Home→Forums→Tough Times→wouldn’t be a mercy if i just ended my life?→Reply To: wouldn’t be a mercy if i just ended my life?
So anyone who challenges your thinking must disagrees with it
no, though why challenge such thinking ? what would be the point?
To learn and engage with others, to develop better arguments?
No one as you point out can fully understand another. If the criteria with engagement with another is that they must fully understand you and where understanding means agreeing 100% with your life philosophy and never challenge you… I don’t think that’s makes for healthy relationship. One thing I am certain of is that relationships challenge everyone involved. Perhaps its one of their purposes as they create the crucible for growth and becoming. (I assume here that Life desires/demands growth) It’s perplexing or a wonder as a relationship may be experience as healthy or unhealthy, the possibility of growth is always present. More madding that it often takes a unhealthy relationship to create the growth.
If I understand your argument you believe that the accumulative past experiences will eventually become hardcoded and so determine a individual reaction to the present moment. That argument can’t be disproved as you can always say that anyone who questions it only questions it because of their past, their nature and nurture have conditioned them, its in the gens, at at some tipping point can’t be changed?
i asked you a simple question, if you really do have freewill, can you say NO to life? not only saying no, but having the same attitude and beliefs as someone saying no, its a hypothetical question i know, but tell me what do you have to do to end up saying No? cause you really can’t, you simply say yes, lucky i would say
Not really a simple question: My view on freewill is that we have it but that it is very difficult to exercise. Between stimulus and response, the time between the unconscious and conscious, measured to be about a half second, we react or respond. In that half second the present becomes the past (filtered by our past and future hopes).

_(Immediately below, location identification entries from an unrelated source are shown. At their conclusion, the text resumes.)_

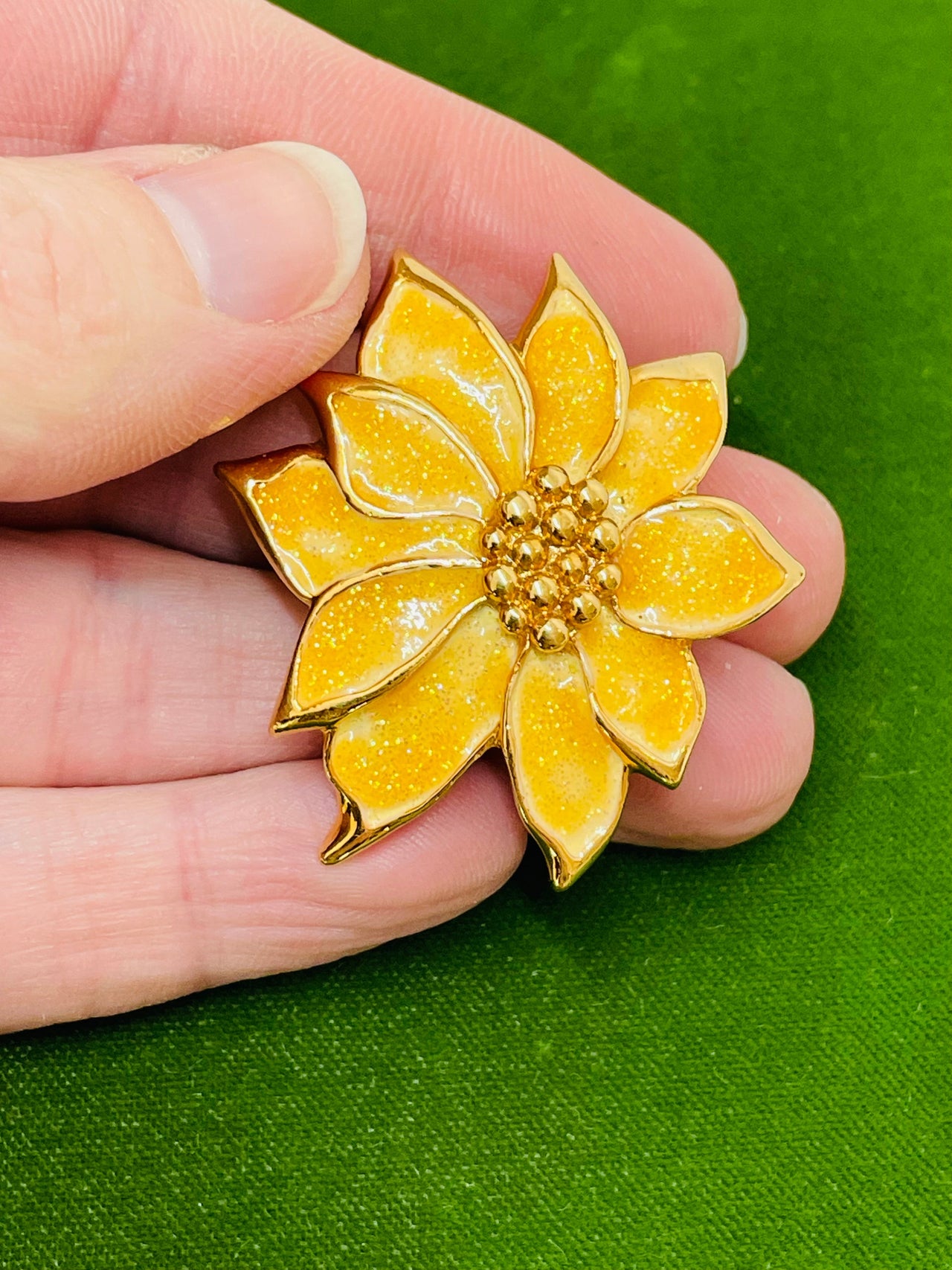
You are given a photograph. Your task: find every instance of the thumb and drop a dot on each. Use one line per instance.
(151, 296)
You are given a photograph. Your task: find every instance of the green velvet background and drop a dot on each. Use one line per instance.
(722, 1062)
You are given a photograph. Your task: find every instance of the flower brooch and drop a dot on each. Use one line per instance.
(503, 545)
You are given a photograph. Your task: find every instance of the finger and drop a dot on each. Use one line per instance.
(125, 662)
(805, 522)
(117, 898)
(129, 663)
(748, 765)
(181, 504)
(515, 197)
(140, 312)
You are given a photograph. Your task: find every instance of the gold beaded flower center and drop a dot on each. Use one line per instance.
(549, 553)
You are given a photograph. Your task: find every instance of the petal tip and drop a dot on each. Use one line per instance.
(350, 837)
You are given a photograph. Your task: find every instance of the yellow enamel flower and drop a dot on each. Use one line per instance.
(503, 545)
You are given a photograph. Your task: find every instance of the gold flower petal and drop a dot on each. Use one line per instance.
(701, 567)
(646, 691)
(578, 373)
(396, 754)
(675, 427)
(428, 338)
(395, 455)
(367, 634)
(315, 539)
(570, 781)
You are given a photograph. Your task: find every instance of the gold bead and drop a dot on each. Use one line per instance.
(530, 551)
(501, 582)
(584, 606)
(494, 540)
(605, 536)
(592, 497)
(570, 565)
(607, 578)
(551, 479)
(544, 591)
(562, 524)
(551, 635)
(513, 619)
(519, 510)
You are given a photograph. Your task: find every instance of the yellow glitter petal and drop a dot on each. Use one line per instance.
(393, 455)
(367, 634)
(646, 691)
(570, 781)
(578, 375)
(675, 427)
(428, 338)
(393, 756)
(316, 539)
(701, 567)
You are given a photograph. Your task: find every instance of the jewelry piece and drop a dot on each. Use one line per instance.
(503, 545)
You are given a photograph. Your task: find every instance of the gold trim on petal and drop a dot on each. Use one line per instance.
(395, 455)
(670, 438)
(368, 632)
(429, 338)
(579, 420)
(396, 754)
(569, 779)
(316, 539)
(646, 693)
(698, 567)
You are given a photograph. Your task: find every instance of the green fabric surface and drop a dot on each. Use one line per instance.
(733, 1061)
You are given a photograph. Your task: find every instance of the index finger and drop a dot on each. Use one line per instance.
(475, 196)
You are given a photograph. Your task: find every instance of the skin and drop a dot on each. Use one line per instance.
(154, 837)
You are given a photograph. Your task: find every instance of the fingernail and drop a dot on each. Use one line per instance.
(742, 338)
(271, 231)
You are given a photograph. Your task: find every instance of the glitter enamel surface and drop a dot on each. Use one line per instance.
(646, 689)
(569, 779)
(357, 639)
(574, 385)
(696, 569)
(318, 539)
(396, 460)
(396, 754)
(574, 611)
(424, 342)
(670, 434)
(545, 557)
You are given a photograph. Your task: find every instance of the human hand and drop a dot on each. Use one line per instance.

A person may practice meditation and mindfulness to make the gap between the unconscious and conscious as small as possible. The do this by making the filters conscious. A skillful practice removes the unhelpful filters as well as any cognitive distortions we may have. This creates the possibility of influencing the experience of the present. It does not change the present only the experience of the present which then becomes memory, and then may or may not become part of a filter through which future stimulus will be processed. A filter replacing a filter, the reflection of the present moment always a reflection of the past, there is always a gap. (perhaps a Buddha might be able to remove the gap)
My personal experience has shown me that mindful reflection can change the experience of memory/past and that doing so has change the experience of the present. The painful experience of a relationship ending can be the worst experience of someone’s life, then latter discovering that experience lead to personal growth and strength. From one perspective that’s just messed up, from another amazing. Both experiences now in the past as memory combined, bitter sweet. Is their choice in how the present will be experienced with such a past, now memory?
I don’t know, your argument still stands, maybe its all determined by our gens or maybe its all an illusion. Yet even so, a Buddhist might say one approach to such a illusion may be more skillful then the other. A philosopher may say either way you are accountable. Was that an exercising of freewill? I can’t prove it.
With regards to the idea of answering Yes and No to Life. I grew up the the semiconscious notion that because of ‘sin’, man broke life, but could fix it, usually by following the rules and being ‘good’. This notion in hind sight was really saying No to Life but we can fix it!
In the first half of life this was very useful as it gave me meaning and purpose, Energy to engage with life. Not so much as it was but as I was trying to shape it. Some are able to maintain that view point but in my opinion, only if they refuse to look at life as it is. I could not and hit my head against the problem of , pain/evil – the problem of duality, the problem of opposites. This turned to a time of depression, when my response to Life was a ‘No get me off this ride’.
That prove very unhelpful. After much search of how others dealt with this response/reaction to Life I explored a response of Yes. This response didn’t change the past or present however it did change my experience of my past and imagined future. Its difficult to describe as its a personal subjective experience. As a taste I would describe it as bitter sweet. (the teste of life?) There is a sense of peace, even contentment but also sorrow that comes with a Yes, which feels like a paradox but isn’t. A Yes does not look away from the reality of Life but flows with it
Today I move from No let me off this ride and a Yes, the challenge has been falling into a trap of indifference. Can a person remain still as they dance with life? To be contemplative and act, knowing their actions will end as all actions do?
Their is the practice of sand painting. The artist spend hours creating a masterpiece, takes a movement to ‘see’ it and then destroys it. Such is Life as it is. Can their be pleasure in the creating and a detachment of the inevitable end of all things, all moments? This is what I wonder… My own experience answers… maybe. I’m a work in progress , each moment a practice that starts anew.
When I find myself distraught. I take a breath and ask myself, how am I in this moment responding to Life. Most of the time its a reactive No, I don’t want to play. The dis-ease most often arising not from the moment but my reaction of No. Wishing to ‘fix’ Life, that it be other, and not wanting to play. In the next breath I attempt to be more skillful with my answer and sometimes even succeed. This of course does not disprove your theory of Life.